Destination d’origine : pièce de l’étage supérieur de la Villa Lemmi (nom des propriétaires de la villa
vers 1870) à Chiasso Macerelli, près de Florence. Au XVe : villa ayant appartenu aux Tornabuoni de
1469 à 1541, famille parente par alliance (et alliée) des Médicis avec qui elle avait des intérêts
politiques et financiers communs.
Les sujets des deux fresques (aujourd’hui au Louvre) de la villa Lemmi sont des allégories célébrant, a
priori, de nouveaux époux. Appartenaient à un ensemble de 3 fresques (ou 4 ?) recouvrant chaque mur
de la pièce. Découvertes sous des couches de badigeon en 1873 et vendues par les Lemmi à un
antiquaire/marchand nommé Bardini qui se hâta des les récupérer avant que la famille ne se rende
compte de leur valeur (dégradations dues à la dépose dans la hâte). La dépose est une technique pour
détacher une fresque/peinture murale du mur, en emportant l’enduit de la fresque et son support de
mortier afin de la déplacer dans un autre lieu. Elles furent ensuite marouflées (collées) sur toile
La 3e fresque (portrait en pied de Giovanni Tornabuoni ?), complètement dégradée, est restée en place
tandis que les 2 autres furent achetées par la France en 1882 et conservées au Louvre.

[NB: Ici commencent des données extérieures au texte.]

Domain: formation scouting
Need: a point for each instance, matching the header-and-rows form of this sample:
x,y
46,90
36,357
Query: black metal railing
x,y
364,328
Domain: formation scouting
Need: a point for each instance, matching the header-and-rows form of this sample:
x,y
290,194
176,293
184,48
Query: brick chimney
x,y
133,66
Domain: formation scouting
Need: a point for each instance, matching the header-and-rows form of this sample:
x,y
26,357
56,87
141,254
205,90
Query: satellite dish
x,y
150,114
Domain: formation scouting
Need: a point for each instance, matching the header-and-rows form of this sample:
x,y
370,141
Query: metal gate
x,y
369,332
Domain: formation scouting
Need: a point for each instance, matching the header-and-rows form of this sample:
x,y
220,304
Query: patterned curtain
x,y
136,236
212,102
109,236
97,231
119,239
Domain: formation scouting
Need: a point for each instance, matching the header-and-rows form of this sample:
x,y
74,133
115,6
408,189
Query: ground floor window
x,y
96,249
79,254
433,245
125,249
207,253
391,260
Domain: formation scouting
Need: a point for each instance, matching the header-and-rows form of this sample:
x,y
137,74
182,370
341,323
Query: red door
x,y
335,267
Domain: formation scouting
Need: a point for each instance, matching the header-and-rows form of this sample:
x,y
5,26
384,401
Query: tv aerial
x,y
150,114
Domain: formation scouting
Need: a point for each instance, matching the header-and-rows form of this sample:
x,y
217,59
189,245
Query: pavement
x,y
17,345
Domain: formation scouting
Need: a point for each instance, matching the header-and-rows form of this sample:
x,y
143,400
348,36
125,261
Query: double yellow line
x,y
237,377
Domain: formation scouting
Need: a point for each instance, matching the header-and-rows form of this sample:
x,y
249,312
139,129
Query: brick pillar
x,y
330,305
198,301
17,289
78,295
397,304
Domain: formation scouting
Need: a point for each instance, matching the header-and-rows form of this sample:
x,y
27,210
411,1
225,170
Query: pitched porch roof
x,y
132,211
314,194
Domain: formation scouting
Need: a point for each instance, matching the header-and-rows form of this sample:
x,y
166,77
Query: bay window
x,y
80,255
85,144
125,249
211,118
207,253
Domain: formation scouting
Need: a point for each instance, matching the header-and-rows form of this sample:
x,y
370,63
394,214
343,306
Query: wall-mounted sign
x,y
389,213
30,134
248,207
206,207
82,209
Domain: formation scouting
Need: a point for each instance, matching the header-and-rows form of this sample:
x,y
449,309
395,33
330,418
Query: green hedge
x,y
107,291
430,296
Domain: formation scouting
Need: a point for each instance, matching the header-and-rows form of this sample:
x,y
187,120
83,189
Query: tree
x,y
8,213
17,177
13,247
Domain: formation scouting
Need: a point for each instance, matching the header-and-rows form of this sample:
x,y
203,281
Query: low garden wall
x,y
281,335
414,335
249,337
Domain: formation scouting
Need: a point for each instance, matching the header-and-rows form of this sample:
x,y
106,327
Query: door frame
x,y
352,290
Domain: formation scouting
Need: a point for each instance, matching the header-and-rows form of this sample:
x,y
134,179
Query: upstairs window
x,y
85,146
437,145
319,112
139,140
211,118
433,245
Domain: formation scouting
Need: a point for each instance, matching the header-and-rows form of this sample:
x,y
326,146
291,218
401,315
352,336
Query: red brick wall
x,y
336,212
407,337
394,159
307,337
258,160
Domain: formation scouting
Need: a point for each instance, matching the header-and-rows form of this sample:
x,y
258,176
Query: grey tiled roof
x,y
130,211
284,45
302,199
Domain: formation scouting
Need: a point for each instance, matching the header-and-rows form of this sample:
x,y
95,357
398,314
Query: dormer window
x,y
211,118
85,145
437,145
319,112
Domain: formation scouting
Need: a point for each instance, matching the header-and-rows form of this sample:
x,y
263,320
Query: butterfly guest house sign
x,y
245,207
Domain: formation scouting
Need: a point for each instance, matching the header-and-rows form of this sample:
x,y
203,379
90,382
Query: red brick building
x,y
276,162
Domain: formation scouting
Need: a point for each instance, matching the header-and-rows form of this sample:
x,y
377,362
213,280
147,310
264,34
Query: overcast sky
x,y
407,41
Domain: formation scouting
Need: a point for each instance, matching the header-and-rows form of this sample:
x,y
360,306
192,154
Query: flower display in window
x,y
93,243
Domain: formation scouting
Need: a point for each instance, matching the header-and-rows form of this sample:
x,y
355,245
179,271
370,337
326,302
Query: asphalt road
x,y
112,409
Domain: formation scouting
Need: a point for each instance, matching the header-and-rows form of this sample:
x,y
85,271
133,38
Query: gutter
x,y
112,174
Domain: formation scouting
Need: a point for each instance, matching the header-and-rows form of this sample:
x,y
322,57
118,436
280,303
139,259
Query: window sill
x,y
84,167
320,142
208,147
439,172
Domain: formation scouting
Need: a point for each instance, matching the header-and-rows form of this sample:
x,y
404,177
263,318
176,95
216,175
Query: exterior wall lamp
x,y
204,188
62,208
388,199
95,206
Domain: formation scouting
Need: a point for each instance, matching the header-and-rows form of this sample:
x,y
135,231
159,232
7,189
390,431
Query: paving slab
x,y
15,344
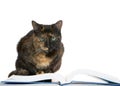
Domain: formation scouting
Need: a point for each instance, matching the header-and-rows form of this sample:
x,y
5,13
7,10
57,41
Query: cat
x,y
40,51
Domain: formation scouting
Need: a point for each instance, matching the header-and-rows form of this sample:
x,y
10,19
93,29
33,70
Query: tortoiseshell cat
x,y
40,51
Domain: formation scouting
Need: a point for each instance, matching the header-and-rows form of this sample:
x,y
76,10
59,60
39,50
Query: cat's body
x,y
40,51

Fresques en mauvais état de conservation et lacunaires (mais restaurées).
Malgré leur état, les fresques témoignent de l’art délicat des meilleures compositions de Botticelli.
Sinuosité des lignes, fraîcheur et harmonie des couleurs, drapés aériens, grâce des attitudes.
Commanditaire : famille Tornabuoni. Giovanni Tornabuoni, père de Lorenzo est aussi l’oncle de
Laurent le Magnifique (dont la mère est Lucrezia Tornabuoni, sœur de Giovanni et épouse, donc, de
Pierre de Médicis). Tornabuoni : une des + grandes familles de négociants florentins du XVe siècle.
En bon florentin du Quattrocento, Giovanni alliait le goût de l’ostentation et l’orgueil familial à une
piété fervente (il commande en 1485 à Ghirlandaio, son artiste préféré, les célèbres fresques de la vie
de la Vierge pour le chœur de Santa Maria Novella).
1ère hypothèse : on suppose le plus fréquemment que le somptueux mariage de Lorenzo Tornabuoni et
Giovanna degli Albizzi en 1486 fut l’occasion de la commande. D’après Horne (1908), Lightbown
(1978) et Giulio Carlo Argan, elles auraient été exécutées pour ces noces: les fresques portaient
autrefois les blasons de ces 2 familles. L’importance de l’évènement avait été célébré aussi par 2
médailles portant, à l’avers, le profil des jeunes gens et, au revers, Mercure pour Lorenzo (Dieu du
Commerce) et les Grâces (avec inscription latine : chasteté, beauté, amour) pour Giovanna.
2ème hypothèse : Caterina Caneva (1992) rappelle les études de Salvini (1955) et d’Ettinger (1976)
pour proposer un autre mariage, 3 années plus tôt, occasion éventuelle de cette commande : celui de
Matteo Albizzi et de Nanna Tornabuoni, en 1483. Cette hypothèse, basée sur une analyse stylistique,
placerait l’exécution entre le séjour romain de Botticelli et La naissance de Vénus (à condition que sa
datation, non unanime, soit de 1484).
Enin, Alexandra Grömling et Tilman Lingesleben penchent pour la 2e hypothèse, arguant que le visage
de Giovanna, connu par une médaille, n’est pas celui de la fresque (mais argument contestable, me
semble-t-il, pour une allégorie louangeuse).